Microinjection experiments using cloned gene templates into fertilized eggs of Xenopus laevis provide an interesting experimental system to study factors involved in control of gene expression, as well as possible mechanisms of gene integration and rearrangements of injected DNA templates into the Xenopus genome. In addition, for many types of cloned genes it is possible to compare transcription characteristics obtained from an embryo injection experiment with results from gene-injected oocytes.

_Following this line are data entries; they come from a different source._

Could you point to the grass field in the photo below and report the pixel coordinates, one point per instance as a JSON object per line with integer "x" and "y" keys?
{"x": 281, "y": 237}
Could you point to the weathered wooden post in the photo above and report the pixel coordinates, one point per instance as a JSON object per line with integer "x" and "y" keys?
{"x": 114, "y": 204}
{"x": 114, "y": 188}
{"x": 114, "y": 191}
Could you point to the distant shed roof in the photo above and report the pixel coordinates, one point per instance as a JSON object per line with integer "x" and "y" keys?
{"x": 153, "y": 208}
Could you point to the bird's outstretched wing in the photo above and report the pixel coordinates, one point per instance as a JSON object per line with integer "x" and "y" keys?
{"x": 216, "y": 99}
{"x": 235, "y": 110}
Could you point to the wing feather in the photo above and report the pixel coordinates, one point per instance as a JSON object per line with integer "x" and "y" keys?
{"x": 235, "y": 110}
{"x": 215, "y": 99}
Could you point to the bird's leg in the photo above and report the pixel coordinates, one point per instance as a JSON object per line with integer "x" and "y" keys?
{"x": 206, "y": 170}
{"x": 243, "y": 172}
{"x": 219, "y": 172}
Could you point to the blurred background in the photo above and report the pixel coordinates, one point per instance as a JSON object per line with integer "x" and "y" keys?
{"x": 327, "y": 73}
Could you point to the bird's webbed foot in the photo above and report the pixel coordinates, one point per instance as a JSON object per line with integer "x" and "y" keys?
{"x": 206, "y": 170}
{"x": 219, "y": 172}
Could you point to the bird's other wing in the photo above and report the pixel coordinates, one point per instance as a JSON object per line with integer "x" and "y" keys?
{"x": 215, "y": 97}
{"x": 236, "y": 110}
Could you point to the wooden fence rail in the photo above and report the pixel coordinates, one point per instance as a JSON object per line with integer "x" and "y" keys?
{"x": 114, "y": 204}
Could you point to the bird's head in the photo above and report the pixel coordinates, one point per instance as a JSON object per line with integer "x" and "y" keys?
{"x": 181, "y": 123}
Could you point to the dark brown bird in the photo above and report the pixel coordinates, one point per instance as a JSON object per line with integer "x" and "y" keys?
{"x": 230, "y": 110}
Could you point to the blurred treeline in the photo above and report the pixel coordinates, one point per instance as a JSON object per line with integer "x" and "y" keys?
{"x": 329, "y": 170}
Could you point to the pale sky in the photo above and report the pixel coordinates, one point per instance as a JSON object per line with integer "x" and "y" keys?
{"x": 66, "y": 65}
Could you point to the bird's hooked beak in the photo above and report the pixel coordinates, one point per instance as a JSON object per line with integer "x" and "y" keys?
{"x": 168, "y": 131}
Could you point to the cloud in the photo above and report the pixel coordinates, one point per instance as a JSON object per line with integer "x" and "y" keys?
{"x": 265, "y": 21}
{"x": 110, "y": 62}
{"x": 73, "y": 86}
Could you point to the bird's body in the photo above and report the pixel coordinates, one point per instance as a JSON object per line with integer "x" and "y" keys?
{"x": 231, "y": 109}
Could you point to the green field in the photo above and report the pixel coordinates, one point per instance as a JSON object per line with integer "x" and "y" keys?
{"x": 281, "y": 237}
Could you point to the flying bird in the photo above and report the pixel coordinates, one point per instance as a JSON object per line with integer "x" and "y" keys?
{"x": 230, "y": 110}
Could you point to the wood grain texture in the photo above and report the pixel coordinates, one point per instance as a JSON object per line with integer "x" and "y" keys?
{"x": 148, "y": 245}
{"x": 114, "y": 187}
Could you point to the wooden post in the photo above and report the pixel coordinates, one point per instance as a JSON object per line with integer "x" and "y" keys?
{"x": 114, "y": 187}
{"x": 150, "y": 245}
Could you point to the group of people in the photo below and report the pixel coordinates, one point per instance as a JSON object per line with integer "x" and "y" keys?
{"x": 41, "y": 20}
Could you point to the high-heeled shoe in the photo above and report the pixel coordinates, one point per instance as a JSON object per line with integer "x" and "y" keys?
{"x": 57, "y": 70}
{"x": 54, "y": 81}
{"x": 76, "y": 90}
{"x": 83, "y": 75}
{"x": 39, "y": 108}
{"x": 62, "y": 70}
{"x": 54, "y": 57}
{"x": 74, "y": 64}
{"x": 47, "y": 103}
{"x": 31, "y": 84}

In the case of DNA injection experiments into Xenopus oocytes, systematic studies have been carried out on the stability and chromatin configuration of injected DNA following injection into the cytoplasm or into the nucleus (‘germinal vesicle’) of the large Xenopus oocyte. It was found that DNA can be injected into both cellular compartments, but that injected DNA is rapidly degraded after injection into the cytoplasm, whereas DNA injected into the nucleus of the oocyte is not degraded but assembled into chromatin (Wyllie, Laskey, Finch & Gurdon, 1978; Laskey, Gurdon & Trendelenburg, 1979).

By contrast, in a typical embryo injection experiment, the DNA sample is nearly always deposited somewhere in the cytoplasmic region of the animal half of a symmetrized Xenopus egg or an early 2-cell stage. From early investigations onwards, it was known that embryo-injected DNA is not only stable in the cytoplasm but is also replicated (Gurdon, 1974a; for a recent review on chromatin replication during embryogenesis see Laskey, 1985).

Whereas a rapidly increasing number of investigations is concerned with the biochemical and molecular analysis of the conformation and persistence of embryo-injected DNA (see below, and reviews by Gurdon & Melton, 1981; Etkin & DiBerardino, 1983; Etkin, Pearman, Roberts & Bektesh, 1984), relatively little is known of the ultrastructural localization of injected DNA samples. In a recent study, Forbes, Kirschner & Newport (1983) investigated structural aspects of injected DNA using microinjection of bacteriophage λ-DNA into unfertilized Xenopus eggs. It was shown that injected λ-DNA apparently triggers the formation of nuclear envelopes around small droplets of injected DNA. Microscopically such structures can be recognized as ‘pseudonuclei’ (Forbes et al. 1983).

These findings stimulated us to start a combined biochemical and structural analysis concerning the conformation of injected DNA and to characterize the ultrastructural aspects of embryo-injected DNA samples.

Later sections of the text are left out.